Edward Lear’s ‘The Dong with a Luminous Nose’ is a tragic love poem about a mysterious figure – the fictional Dong – who falls in love with a girl from a foreign land (she is one of the Jumblies, who feature in another poem by Lear). She leaves, and he is heartbroken. He was happy before he knew her, but when he fell in love with the Jumbly Girl, his life was changed forever. Such is love.

The Jumblies arrived in the Dong’s land from foreign shores, having travelled across the sea in a sieve (warning: this is not an advisable mode of marine transportation, owing to holes). The Jumblies have green heads and blue hands, but we don’t know much else about their appearance. Lear peppers the verses of ‘The Dong with a Luminous Nose’ with plenty of fantastical details: the Bong-tree, the Zemmery Field, the Chankly Bore.

The Jumblies do a lot of dancing, with the Dong providing the music on his pipe. But then one day, the Jumblies all get back in their sieve and go home – the Jumbly Girl going with them, leaving the Dong behind to mourn her departure.
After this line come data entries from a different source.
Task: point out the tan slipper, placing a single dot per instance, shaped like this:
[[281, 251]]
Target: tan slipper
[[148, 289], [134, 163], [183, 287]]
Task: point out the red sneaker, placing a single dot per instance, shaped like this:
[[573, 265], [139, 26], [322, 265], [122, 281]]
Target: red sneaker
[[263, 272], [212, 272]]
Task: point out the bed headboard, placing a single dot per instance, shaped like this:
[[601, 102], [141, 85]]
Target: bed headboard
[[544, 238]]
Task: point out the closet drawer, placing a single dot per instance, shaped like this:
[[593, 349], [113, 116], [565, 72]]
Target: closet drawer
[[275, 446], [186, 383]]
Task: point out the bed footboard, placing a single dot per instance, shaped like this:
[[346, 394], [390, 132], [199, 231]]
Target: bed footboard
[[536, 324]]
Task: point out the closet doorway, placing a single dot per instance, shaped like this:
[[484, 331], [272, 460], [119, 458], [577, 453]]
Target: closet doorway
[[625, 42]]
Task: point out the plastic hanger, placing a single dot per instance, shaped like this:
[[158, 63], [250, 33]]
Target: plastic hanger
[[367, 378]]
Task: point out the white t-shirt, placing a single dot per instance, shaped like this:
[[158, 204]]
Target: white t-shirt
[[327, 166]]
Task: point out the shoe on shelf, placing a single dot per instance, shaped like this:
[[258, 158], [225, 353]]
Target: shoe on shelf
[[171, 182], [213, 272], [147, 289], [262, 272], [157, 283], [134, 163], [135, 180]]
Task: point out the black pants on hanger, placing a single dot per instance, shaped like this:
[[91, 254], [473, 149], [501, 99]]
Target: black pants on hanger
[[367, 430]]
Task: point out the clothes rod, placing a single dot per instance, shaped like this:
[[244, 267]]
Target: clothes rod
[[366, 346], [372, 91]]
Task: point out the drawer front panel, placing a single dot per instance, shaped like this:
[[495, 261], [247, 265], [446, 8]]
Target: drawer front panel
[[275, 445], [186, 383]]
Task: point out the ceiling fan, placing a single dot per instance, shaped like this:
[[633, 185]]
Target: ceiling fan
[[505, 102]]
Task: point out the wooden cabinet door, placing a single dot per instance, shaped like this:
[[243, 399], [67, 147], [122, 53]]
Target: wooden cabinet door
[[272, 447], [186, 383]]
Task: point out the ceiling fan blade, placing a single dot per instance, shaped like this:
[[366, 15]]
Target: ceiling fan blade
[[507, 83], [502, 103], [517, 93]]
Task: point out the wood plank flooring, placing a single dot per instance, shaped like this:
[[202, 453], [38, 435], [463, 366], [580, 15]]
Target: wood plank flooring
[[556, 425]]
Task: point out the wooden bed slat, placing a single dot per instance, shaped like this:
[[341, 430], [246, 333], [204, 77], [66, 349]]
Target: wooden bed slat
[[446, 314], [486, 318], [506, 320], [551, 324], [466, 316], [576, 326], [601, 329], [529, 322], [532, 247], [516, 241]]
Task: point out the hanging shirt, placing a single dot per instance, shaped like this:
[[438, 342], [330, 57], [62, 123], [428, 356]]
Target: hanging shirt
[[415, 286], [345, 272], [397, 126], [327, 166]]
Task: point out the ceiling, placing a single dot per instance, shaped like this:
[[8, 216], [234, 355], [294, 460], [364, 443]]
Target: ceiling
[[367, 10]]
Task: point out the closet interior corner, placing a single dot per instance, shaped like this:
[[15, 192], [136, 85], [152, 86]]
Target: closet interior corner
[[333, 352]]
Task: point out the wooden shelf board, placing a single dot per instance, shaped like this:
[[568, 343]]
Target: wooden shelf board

He cannot accept that she is gone, and keeps his eyes fixed on the horizon, hoping for a sight of the sieve returning with the love of his life in it.

Towards the end of the poem, Lear tells us that the Dong constructed his famous luminous nose in response to this loss: he gathered bark from the Twangum tree and wove a nose for himself, painted red, and tied to the back of his head with cords. He then hung a glow-in-the-dark lamp in the nose and bandaged it so that the wind wouldn’t blow the flame of the lamp out (this was before electric lighting, of course!).

And the Dong, using his luminous nose as a sort of searchlight, wanders the land all night every night, in search of his Jumbly Girl.